Behind Kormish is the institution that taught Canadian soccer how to sing. The Voyageurs Soccer Supporters Group, founded in 1996, will once again occupy the north end at BC Place and at Toronto Stadium, draped in red, leading chants that have become familiar at qualifiers and Concacaf finals but never before at a home World Cup. "Now hosting at home and having a real shot to compete and maybe make a run into the knockouts — and having the opportunity to play potentially our first five games, the three group stage games, at home on Canadian soil — it's huge," says one Voyageurs organiser.

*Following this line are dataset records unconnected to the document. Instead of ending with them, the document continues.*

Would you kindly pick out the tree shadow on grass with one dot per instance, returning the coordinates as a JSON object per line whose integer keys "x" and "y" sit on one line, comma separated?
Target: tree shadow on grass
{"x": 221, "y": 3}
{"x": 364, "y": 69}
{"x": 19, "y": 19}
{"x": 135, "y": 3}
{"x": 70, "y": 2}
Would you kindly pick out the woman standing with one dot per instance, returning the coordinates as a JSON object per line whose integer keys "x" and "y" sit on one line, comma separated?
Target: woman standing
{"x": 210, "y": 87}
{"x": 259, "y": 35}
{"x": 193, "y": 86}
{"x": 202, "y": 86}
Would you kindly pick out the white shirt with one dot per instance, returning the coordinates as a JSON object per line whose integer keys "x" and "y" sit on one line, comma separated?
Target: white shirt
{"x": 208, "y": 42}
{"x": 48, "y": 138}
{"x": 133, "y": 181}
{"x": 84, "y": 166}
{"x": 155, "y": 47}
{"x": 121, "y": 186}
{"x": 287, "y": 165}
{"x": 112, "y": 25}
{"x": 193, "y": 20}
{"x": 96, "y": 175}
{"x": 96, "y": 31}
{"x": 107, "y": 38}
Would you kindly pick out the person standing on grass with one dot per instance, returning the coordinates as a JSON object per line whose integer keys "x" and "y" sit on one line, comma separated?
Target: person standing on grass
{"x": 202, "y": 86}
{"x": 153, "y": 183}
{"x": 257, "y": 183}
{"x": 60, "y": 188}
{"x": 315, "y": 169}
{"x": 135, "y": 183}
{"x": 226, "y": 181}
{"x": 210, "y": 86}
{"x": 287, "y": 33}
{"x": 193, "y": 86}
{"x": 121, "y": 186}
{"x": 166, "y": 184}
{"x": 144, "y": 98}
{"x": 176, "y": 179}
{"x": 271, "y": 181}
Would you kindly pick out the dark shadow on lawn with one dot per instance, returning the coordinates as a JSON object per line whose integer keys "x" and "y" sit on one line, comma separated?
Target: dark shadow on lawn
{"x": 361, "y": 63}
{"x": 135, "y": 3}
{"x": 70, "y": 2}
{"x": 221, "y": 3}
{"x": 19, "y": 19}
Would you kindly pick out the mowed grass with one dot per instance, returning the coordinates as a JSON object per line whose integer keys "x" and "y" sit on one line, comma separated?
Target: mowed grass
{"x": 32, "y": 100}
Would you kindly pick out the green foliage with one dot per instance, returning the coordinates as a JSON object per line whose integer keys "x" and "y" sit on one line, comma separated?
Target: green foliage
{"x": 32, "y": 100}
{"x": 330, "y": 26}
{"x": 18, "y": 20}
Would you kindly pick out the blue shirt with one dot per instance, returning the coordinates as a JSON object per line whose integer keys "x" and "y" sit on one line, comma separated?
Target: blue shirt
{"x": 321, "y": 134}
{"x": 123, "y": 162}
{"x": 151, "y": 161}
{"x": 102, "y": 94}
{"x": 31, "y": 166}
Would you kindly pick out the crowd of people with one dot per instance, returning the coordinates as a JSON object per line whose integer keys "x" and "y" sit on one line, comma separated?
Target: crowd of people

The choreography is being rehearsed in WhatsApp groups for months. Banners are being painted in basements in Etobicoke and East Vancouver. Carpools are being organised between Calgary and Edmonton supporters' clubs who plan to make the long drive west when the tournament reaches BC Place.

The cost of believing

This kind of devotion is not cheap. Kormish's twelve confirmed tickets, the flights, the hotel rooms during the host cities' peak-season squeeze — it is a five-figure exercise even before the knockout rounds. He is not alone in this. Aidan D'Souza, a Torontonian who bought three tickets with his father and brother in December 2025, is heading to the June 26 group-stage match between Iraq and Senegal in Toronto. "I've been excited for this World Cup for a long time," he says. "It'll be amazing just seeing it live in action."

Some of this is straightforward fandom. Some of it is something Canadians do rarely: spending real money on a domestic event in the belief that it will feel like a national moment. The country's economic mood has been mixed for months. Borrowing costs are still elevated, and government spending choices are being scrutinised in the same week the federal budget books a major commitment to tournament security. Tickets to a home World Cup, for many supporters, are an emotional hedge — a way of buying back the optimism that the macro picture has been steadily withdrawing. (For a parallel debate about whether the political moment will outlast the spectacle, see our coverage of how earlier national promises have fared.)

Meeting in the stands

What the spreadsheet ledger misses is the social layer. "It's pretty neat when you meet someone in person that shares that same passion," Kormish says. "Then it's instinct, you can feel it." The superfans have been finding each other online for years — Discord servers, Reddit threads, the bilingual Voyageurs forums — but the tournament will be the first time most of them sit in the same stadium together.

That collective moment is the one Canadian soccer's stewards have been waiting for. The Canada Soccer Association's hope is that visible, sustained passion in the Toronto and Vancouver stands translates into the broader cultural footprint that the sport has never quite locked down in this country. A generation of children watching the singing section on television, the theory goes, is worth more than any single result on the pitch.

A short window

The window is short. After Canada's group-stage games, the tournament moves to other host cities. For Kormish, that means more flights, more time off work, more belt-tightening. "The Canada matches are my number one," he says. "Wherever they go, I go."

It is not a particularly Canadian sentiment — that loud, undignified, declarative kind of belonging. Which may be exactly why the country needs to hear it.